Um ihrem elenden Dasein wenigstens kurzzeitig zu entfliehen, machten die Sklaven gemeinsam Musik. Tagsüber auf den Feldern wurde gesungen, nach der Arbeit versammelten sich die Leibeigenen vor ihren Baracken, begleiteten ihre Lieder zusätzlich auf Instrumenten und tanzten dazu. Aus dieser afrikanischen Musik, zusammengesetzt aus Gesang und verschiedenen Rhythmusinstrumenten und im Laufe der Zeit verfeinert durch Seiten- und Blasinstrumente, entstand so gut wie jede Musikrichtung, die uns heute geläufig ist.

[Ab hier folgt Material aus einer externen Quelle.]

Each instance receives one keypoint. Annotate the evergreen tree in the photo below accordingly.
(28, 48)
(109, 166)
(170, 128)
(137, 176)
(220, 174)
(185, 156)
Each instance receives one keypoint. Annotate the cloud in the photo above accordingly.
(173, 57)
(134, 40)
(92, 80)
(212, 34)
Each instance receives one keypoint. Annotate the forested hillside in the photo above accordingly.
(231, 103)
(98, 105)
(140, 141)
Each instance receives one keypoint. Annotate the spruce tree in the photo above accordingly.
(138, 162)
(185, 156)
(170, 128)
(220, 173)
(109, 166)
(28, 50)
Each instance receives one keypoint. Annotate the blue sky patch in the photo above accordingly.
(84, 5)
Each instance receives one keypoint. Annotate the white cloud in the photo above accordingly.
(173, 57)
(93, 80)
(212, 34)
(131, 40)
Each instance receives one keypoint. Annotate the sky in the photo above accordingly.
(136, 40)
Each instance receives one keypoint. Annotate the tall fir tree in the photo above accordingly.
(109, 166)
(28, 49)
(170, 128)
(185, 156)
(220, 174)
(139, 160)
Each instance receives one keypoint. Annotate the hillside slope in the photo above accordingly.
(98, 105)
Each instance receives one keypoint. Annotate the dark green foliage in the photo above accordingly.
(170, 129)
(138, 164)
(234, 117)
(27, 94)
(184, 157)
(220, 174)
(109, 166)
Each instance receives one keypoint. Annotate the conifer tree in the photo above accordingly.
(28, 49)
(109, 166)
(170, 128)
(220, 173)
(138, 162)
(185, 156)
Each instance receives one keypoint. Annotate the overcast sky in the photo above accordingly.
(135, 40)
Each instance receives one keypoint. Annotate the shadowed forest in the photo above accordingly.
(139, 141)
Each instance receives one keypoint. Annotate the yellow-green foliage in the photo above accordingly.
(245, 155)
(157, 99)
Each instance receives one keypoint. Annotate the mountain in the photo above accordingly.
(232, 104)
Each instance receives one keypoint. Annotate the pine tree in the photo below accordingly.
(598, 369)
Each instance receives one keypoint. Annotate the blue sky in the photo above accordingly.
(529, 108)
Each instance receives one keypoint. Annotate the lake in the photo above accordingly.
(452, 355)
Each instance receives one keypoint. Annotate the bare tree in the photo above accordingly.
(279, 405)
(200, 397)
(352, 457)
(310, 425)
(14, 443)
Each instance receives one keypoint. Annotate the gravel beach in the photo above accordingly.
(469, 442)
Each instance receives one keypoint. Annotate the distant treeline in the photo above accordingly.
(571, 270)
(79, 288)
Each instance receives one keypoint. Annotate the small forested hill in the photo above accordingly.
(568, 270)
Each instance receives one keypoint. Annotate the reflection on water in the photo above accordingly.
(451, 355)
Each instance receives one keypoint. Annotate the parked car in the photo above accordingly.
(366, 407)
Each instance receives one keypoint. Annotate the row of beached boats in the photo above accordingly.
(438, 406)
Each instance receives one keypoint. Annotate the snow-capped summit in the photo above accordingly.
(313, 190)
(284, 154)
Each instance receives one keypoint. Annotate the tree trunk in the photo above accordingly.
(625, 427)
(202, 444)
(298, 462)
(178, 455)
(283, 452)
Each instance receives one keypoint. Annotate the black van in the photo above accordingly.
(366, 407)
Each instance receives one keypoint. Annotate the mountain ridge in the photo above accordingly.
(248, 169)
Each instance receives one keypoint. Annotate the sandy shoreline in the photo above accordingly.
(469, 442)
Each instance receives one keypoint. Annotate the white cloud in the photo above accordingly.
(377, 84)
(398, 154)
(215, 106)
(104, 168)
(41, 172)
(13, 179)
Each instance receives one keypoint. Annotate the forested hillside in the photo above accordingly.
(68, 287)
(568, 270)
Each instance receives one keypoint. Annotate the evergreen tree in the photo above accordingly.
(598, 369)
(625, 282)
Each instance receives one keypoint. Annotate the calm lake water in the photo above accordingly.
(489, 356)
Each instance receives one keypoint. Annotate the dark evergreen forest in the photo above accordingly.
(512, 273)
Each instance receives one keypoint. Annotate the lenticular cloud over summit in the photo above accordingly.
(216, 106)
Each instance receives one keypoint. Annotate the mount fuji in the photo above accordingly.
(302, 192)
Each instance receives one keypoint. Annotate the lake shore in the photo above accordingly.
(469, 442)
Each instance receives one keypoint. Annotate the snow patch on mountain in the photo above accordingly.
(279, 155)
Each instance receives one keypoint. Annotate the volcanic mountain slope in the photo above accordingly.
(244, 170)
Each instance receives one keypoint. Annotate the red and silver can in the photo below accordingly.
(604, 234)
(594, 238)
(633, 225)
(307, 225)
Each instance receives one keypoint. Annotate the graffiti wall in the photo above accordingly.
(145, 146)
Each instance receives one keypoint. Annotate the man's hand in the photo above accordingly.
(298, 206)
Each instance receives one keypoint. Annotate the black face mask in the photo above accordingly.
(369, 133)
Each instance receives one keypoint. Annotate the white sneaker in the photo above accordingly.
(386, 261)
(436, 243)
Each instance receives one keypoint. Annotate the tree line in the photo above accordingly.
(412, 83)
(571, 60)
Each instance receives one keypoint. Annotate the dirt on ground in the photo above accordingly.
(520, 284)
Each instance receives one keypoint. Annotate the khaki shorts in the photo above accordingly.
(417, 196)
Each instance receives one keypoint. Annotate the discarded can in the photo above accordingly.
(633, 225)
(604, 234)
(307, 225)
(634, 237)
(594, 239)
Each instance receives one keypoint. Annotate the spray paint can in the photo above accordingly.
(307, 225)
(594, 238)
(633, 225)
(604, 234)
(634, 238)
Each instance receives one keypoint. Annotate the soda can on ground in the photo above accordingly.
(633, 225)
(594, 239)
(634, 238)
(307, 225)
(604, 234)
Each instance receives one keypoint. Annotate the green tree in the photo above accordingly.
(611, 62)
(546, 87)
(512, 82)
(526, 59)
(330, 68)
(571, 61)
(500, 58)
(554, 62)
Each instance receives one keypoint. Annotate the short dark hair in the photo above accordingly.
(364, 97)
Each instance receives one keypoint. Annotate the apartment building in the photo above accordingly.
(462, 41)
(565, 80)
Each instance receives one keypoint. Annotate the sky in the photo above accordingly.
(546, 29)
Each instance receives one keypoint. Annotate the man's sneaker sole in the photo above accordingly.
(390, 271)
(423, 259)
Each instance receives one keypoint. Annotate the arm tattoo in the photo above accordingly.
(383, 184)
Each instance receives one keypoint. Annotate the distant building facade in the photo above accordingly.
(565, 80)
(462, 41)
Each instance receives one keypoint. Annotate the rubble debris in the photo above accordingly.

Die Wiege des Jazz: New Orleans

Besonders in New Orleans wurde – und wird immer noch – eine Musik von derart explosiver Kraft gespielt, dass sie später unter dem Namen „Jazz“ den Siegeszug um die ganze Welt antrat. Die Musik hat diese Stadt geprägt, und so wird an wirklich jeder Ecke musiziert, sowohl auf den Straßen als auch in unzähligen kleinen und großen Clubs. Um möglichst viele Sinne auf einmal zu verwöhnen, sollte sich der Besucher unbedingt in das wunderschön restaurierte French Quarter begeben. Hier finden sich neben vielen kleinen unbekannten auch die bekannten Jazzclubs wie die „Preservation Hall“ und das „Fritzel's“ und unzählige Restaurants mit kreolischer Küche und Seafood. Das dazugehörige theoretische Wissen lässt sich im „New Orleans Jazz Museum“ erarbeiten; wem das nicht reicht, der kann die „Alabama Jazz Hall of Fame“ in Birmingham besuchen und sich zusätzlich an den Livekonzerten erfreuen, deren Bandbreite von Boogie Woogie bis „jazz space journeys“ reicht.

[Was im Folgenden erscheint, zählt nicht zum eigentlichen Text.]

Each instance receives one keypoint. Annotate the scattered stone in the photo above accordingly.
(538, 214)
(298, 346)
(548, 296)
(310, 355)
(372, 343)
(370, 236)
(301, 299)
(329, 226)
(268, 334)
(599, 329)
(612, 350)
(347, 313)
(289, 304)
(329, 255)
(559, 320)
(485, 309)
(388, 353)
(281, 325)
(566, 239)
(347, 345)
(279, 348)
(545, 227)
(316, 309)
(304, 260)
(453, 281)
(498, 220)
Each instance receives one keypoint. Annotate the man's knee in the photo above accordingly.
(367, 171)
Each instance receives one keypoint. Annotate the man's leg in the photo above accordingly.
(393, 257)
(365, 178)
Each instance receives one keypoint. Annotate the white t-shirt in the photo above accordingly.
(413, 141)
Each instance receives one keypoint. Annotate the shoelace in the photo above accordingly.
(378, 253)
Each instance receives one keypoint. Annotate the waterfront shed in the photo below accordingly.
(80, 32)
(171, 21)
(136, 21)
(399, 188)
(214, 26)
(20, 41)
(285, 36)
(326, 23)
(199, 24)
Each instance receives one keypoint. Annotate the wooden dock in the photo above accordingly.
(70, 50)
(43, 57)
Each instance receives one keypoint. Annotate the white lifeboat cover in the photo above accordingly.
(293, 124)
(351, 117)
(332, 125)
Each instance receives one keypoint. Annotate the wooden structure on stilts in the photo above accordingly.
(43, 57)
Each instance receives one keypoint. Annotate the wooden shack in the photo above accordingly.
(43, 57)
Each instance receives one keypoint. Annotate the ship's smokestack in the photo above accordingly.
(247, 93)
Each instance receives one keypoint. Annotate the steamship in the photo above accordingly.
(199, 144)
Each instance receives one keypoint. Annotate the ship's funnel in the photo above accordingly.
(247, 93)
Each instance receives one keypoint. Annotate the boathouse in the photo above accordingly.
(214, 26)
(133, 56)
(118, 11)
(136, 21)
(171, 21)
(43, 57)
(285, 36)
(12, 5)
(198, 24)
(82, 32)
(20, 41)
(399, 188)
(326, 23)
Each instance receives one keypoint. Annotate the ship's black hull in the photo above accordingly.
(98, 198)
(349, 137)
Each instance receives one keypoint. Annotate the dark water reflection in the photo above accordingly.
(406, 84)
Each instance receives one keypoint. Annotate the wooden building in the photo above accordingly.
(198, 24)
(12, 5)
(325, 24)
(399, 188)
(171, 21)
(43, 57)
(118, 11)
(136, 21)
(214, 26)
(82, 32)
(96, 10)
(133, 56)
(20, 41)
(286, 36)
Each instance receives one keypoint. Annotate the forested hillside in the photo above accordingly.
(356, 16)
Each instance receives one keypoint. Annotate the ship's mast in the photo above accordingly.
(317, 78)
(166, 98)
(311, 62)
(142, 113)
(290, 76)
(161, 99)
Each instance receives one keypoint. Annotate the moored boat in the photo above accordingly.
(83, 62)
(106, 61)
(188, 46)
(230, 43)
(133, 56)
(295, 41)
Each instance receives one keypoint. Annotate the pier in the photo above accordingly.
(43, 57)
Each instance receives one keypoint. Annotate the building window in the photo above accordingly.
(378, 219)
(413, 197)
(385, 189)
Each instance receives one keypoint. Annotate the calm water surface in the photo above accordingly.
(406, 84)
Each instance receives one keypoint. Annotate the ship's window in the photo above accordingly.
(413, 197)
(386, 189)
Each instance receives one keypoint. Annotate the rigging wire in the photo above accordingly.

MEIER'S WELTREISEN - Reisejournal Januar

Swing, and You're winning!

Der Variantenreichtum von Jazz hat eine Stilrichtung hervorgebracht, die besonders beliebt ist: Der Swing entstand in den USA in den 20er Jahren aus einer Notsituation heraus. Viele kleine Jazz-Combos, meist bestehend aus drei Musikern, schlossen sich aus Kostengründen zu größeren Formationen zusammen, und so entstanden die „Big Bands“ und mit ihnen der Swing, eine sehr eingängige und überaus tanzbare Jazzversion. Swing-Konzerte werden aufgrund der vielen Musiker in großen Hallen gegeben, und in den Südstaaten wird erwartet, dass dazu auch das Tanzbein geschwungen wird! 

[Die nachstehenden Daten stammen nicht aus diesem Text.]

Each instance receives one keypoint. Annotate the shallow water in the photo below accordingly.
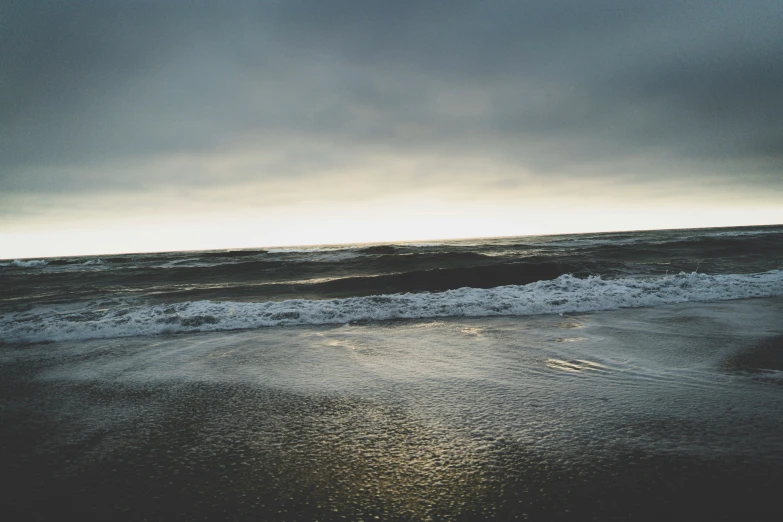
(655, 413)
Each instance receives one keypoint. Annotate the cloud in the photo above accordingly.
(138, 96)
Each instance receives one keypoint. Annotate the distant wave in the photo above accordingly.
(565, 294)
(28, 263)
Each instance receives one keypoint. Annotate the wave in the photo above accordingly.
(566, 294)
(28, 263)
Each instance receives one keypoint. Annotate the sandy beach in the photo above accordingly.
(671, 412)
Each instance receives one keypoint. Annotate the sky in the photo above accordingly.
(153, 125)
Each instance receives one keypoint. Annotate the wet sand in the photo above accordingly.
(670, 413)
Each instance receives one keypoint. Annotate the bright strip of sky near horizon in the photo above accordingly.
(129, 126)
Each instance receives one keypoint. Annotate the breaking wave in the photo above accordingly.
(565, 294)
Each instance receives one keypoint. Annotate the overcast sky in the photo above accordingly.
(156, 125)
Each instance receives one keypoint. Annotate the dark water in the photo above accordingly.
(633, 376)
(108, 296)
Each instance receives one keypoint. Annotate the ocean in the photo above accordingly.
(611, 376)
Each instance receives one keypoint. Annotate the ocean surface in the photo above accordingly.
(615, 376)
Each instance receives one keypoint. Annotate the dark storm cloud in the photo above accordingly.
(560, 86)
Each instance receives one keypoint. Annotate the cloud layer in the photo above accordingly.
(145, 97)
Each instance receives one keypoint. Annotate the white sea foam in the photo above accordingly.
(563, 295)
(287, 250)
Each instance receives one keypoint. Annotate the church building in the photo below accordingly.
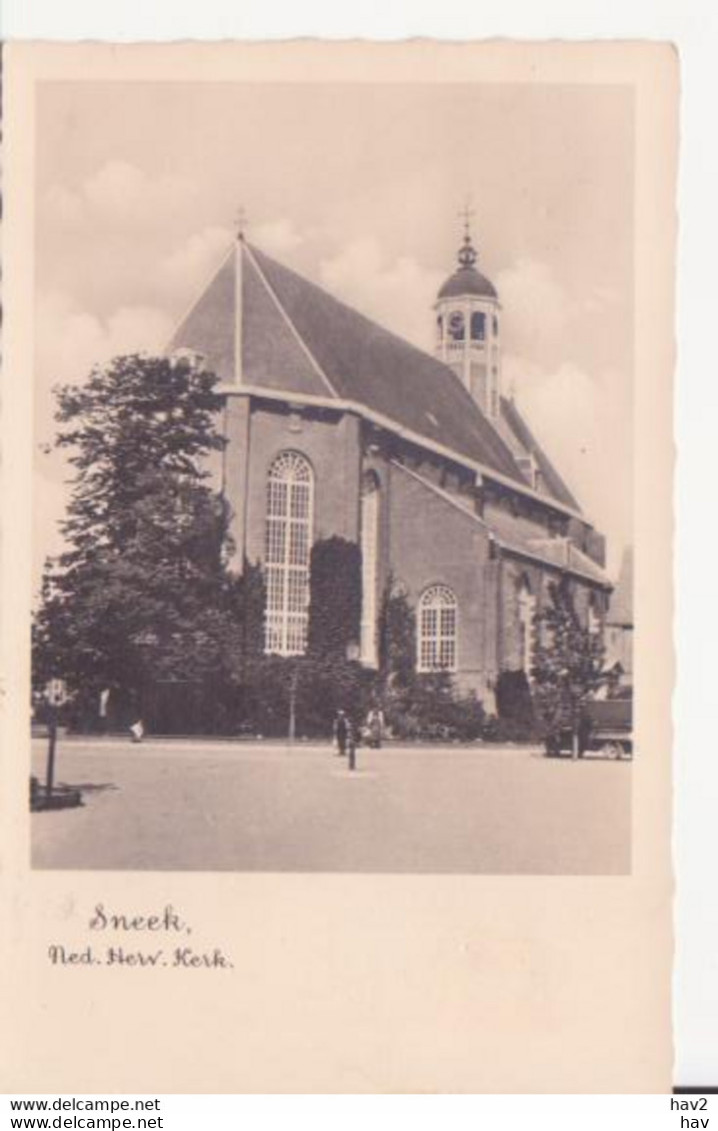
(336, 426)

Abschließend bliebe noch zu sagen, dass sich durch die Musik die Kultur der Sklaven nicht nur in den Südstaaten, sondern weltweit durchgesetzt hat, während von den großen Plantagenbesitzern nicht viel übrig geblieben ist – sozusagen eine Art späte Genugtuung. Einige der hochherrschaftlichen Anwesen wurden jedoch in Museen verwandelt, die man unbedingt besuchen sollte. Zwischen New Orleans und Baton Rouge beidseitig des Mississippis können zahlreiche der alten Herrenhäuser vormaliger Baumwollanbauer besichtigt werden. Die bekanntesten sind Oak Alley Plantation (hier wurde unter anderem „Interview with a Vampire“ gedreht), Myrtles Plantation (gebaut auf einem ehemaligen Indianerfriedhof und somit bestens für Gespenstergeschichten geeignet) und Laura Plantation, deren Besitzer Creolen waren, was sie aber nicht davon abhielt, besonders grausam mit ihren Sklaven zu verfahren.